Entre-temps, la Ville a procédé à l'adoption de deux résolutions et d'un règlement interdisant la construction d'un accès véhiculaire sur son territoire. Malgré cela, le directeur général laissait savoir à Blackwell, par écrit, que leur demande de permis serait étudiée par le conseil de la Ville.

En mars 2009, soit deux ans après la demande initiale de permis, la Ville refusait la demande de permis au motif que le projet d'accès qui lui avait été soumis n'était pas conforme aux règlements d'urbanisme adoptés en 2008.

Suite à ce refus, Blackwell a entrepris un recours en mandamus afin qu'il soit ordonné à la Ville de délivrer un permis de construction d'accès véhiculaire. En première instance, la Cour supérieure a rejeté la requête au motif que les propriétés de Black et Sakkal n'étaient pas adjacentes à une route. Quant au comportement de la Ville, la juge a conclu que les documents sollicités et les délais ne pouvaient avoir comme conséquence d'obliger la Ville à délivrer un permis alors que les conditions préalables à l'obtention du permis n'étaient pas respectées.

En appel de cette décision, la Cour d'appel conclut que l'analyse de la juge de première instance du règlement municipal a pour conséquence de condamner les appelants à être enclavés, les privant ainsi de la jouissance de leur propriété, ce qui est contraire à l'art. 6 de la Charte des droits et libertés. Dans ces circonstances, la Cour est d'avis que le projet des appelants correspond à la définition d'"accès véhiculaire" que l'on retrouve au règlement municipal.

Par ailleurs, la Cour vient également à la conclusion que la Ville a fait naître chez ses administrés l'expectative que leur demande de permis serait traitée conformément à l'ancien règlement. Avant d'indiquer que, face à un pouvoir lié, la question de l'expectative légitime se pose différemment, elle rappelle le principe établi par la Cour suprême du Canada dans l'affaire Mont-Sinaï (2001 CSC 41) où il a été reconnu que l'expectative légitime peut être opposée à un pouvoir discrétionnaire de l'administration.

De cette manière, la Cour d'appel vient indiquer que la Ville, par son comportement, a laissé croire à Blackwell et Sakkal qu'ils obtiendraient le permis requis, sous réserve de fournir des documents additionnels et rencontrer les autres conditions. Selon la Cour, la Ville serait malvenue de ne pas reconnaitre de droit acquis à l'émission du permis.

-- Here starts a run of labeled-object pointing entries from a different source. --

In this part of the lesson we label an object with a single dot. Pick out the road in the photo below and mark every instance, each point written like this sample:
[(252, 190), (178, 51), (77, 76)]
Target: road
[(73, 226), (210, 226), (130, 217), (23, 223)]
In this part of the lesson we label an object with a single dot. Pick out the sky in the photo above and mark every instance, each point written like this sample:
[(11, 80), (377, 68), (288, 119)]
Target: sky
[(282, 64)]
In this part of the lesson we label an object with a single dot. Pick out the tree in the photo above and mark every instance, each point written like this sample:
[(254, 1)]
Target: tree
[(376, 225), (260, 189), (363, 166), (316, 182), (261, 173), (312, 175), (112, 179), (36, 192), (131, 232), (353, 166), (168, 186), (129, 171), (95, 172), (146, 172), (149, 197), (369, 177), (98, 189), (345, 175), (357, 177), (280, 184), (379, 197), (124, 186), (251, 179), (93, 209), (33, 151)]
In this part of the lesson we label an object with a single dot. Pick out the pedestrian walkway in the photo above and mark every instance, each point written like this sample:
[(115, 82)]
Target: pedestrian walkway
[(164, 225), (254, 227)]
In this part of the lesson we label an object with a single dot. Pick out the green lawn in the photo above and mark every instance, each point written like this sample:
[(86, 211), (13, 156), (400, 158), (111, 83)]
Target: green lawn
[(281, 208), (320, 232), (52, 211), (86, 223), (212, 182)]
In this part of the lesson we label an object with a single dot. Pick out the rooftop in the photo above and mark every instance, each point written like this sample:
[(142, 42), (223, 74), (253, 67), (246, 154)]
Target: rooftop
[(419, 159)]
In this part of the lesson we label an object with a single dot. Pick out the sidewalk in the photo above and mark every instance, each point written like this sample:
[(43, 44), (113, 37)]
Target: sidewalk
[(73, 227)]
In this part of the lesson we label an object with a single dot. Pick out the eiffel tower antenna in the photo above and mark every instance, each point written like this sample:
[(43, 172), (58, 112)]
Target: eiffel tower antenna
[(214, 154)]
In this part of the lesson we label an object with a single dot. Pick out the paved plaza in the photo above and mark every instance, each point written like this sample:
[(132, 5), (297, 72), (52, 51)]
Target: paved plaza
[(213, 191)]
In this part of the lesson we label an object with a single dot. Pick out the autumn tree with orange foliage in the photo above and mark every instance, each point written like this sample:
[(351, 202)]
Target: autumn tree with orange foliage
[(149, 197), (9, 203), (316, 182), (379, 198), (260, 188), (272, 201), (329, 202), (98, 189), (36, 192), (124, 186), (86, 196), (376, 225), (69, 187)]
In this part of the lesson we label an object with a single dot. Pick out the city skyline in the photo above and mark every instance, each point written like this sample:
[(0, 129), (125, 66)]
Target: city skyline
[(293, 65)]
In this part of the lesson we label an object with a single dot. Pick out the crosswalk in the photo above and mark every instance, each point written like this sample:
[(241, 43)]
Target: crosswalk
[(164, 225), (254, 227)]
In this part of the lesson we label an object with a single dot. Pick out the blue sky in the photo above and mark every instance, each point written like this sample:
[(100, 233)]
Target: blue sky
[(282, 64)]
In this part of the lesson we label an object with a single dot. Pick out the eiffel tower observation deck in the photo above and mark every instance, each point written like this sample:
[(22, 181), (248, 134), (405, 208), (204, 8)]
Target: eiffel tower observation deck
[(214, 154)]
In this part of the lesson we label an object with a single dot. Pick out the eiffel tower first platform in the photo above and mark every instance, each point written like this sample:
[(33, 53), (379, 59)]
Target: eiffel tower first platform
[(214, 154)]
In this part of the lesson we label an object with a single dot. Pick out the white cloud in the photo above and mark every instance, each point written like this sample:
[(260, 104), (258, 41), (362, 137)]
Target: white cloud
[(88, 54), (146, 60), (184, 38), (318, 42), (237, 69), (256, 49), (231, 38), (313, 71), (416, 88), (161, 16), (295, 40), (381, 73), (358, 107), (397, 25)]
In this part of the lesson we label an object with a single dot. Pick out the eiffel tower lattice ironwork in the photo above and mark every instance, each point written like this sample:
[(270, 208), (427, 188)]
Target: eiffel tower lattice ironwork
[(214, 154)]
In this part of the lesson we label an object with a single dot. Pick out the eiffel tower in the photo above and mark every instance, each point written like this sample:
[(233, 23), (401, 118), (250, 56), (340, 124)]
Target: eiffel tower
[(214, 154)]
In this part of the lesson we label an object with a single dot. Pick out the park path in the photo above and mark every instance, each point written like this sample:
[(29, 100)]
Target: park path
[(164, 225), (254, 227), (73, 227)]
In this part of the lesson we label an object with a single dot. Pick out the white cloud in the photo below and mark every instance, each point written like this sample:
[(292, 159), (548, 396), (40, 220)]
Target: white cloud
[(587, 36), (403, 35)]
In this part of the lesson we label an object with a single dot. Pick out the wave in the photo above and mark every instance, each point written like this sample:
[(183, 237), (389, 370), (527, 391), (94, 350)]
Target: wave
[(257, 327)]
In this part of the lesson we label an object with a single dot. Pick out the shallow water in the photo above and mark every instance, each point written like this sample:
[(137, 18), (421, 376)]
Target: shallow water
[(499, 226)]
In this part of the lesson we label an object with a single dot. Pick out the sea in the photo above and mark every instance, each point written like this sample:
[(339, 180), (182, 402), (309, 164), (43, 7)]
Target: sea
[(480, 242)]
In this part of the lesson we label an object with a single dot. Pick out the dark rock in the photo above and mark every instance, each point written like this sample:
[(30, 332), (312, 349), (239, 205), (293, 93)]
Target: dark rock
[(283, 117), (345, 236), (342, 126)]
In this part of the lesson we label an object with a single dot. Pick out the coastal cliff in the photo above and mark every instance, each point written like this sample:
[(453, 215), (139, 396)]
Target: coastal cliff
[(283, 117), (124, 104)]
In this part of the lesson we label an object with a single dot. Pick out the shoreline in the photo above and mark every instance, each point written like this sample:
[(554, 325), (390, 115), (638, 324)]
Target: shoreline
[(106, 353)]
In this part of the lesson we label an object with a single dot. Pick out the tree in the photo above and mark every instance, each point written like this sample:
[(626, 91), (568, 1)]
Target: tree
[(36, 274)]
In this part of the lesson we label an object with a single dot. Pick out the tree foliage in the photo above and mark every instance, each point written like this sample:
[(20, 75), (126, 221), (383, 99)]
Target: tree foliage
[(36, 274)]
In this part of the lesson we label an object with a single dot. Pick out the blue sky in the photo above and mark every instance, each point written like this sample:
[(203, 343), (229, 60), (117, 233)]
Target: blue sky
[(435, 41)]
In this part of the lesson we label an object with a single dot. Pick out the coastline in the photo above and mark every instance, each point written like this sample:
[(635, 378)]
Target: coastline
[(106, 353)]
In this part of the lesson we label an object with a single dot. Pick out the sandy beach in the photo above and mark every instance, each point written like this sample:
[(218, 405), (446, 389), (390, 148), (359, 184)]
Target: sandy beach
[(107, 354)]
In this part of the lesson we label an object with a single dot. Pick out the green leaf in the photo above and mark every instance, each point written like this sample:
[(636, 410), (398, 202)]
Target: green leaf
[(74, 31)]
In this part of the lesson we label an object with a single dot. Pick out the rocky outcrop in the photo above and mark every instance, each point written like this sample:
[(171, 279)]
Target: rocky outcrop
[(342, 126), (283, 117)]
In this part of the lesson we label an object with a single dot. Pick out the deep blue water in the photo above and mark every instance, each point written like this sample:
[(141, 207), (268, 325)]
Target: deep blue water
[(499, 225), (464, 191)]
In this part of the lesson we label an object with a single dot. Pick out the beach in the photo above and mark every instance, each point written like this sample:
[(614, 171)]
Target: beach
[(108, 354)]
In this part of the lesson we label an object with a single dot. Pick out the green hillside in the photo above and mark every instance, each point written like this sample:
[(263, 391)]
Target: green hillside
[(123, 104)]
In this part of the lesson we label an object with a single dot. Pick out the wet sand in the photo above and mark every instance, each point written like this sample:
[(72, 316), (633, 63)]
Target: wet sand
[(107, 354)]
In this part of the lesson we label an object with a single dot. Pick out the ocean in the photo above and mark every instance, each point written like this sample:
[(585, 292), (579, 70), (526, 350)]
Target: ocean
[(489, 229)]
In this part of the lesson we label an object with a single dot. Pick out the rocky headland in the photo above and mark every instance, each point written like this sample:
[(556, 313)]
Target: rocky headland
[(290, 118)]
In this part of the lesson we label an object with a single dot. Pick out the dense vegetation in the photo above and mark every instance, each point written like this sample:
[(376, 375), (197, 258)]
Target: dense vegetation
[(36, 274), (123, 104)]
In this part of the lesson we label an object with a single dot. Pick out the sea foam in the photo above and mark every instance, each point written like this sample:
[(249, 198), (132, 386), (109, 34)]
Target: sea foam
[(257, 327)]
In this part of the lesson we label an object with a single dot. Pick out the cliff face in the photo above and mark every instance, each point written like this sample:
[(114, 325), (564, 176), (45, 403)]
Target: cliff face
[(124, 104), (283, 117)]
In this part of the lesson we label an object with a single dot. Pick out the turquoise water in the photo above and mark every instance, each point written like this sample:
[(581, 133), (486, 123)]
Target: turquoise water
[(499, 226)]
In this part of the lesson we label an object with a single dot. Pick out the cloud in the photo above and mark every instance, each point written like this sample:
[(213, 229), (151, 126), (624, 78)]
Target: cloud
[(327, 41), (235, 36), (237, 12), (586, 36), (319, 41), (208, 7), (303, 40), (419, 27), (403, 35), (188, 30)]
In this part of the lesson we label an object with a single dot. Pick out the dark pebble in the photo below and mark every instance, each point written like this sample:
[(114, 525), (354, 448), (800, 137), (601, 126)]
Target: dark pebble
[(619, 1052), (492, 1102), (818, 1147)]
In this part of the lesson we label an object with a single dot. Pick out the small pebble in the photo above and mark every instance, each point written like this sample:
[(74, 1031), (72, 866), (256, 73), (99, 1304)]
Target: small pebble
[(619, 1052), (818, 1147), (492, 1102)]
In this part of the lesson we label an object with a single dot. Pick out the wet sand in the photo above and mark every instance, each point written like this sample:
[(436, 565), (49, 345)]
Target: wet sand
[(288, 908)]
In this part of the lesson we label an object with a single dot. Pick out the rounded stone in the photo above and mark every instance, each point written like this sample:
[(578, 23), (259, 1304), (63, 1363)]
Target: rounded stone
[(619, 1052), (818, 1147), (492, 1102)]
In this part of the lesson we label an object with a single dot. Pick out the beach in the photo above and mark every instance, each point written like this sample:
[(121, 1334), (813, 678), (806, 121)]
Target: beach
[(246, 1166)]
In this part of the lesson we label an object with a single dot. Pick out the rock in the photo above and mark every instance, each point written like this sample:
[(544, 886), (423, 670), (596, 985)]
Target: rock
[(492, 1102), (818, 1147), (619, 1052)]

Ainsi, en rappelant qu'une ordonnance de mandamus ne peut être rendue lorsque les conditions pour l'obtention d'un permis ne sont pas remplies, elle accueille leur requête à la seule fin de déclarer qu'ils ont droit au permis de construction d'un accès véhiculaire, conformément à la réglementation municipale applicable le 28 septembre 2007, dans la mesure où ils déposent une demande officielle de permis et paient les droits exigibles dans un délai de neuf mois à compter du jugement.

Ce jugement de la Cour d'appel est intéressant d'abord parce que la Cour confirme qu'une telle attitude de l'Administration envers les administrés, dans l'exercice d'un pouvoir discrétionnaire, aurait lié la Ville dans sa décision. D'un autre côté, la Cour élargit, en obligeant la Ville à étudier la demande de permis des appelants en fonction de l'ancien règlement municipal, la portée du principe de l'expectative légitime à l'égard d'un pouvoir lié.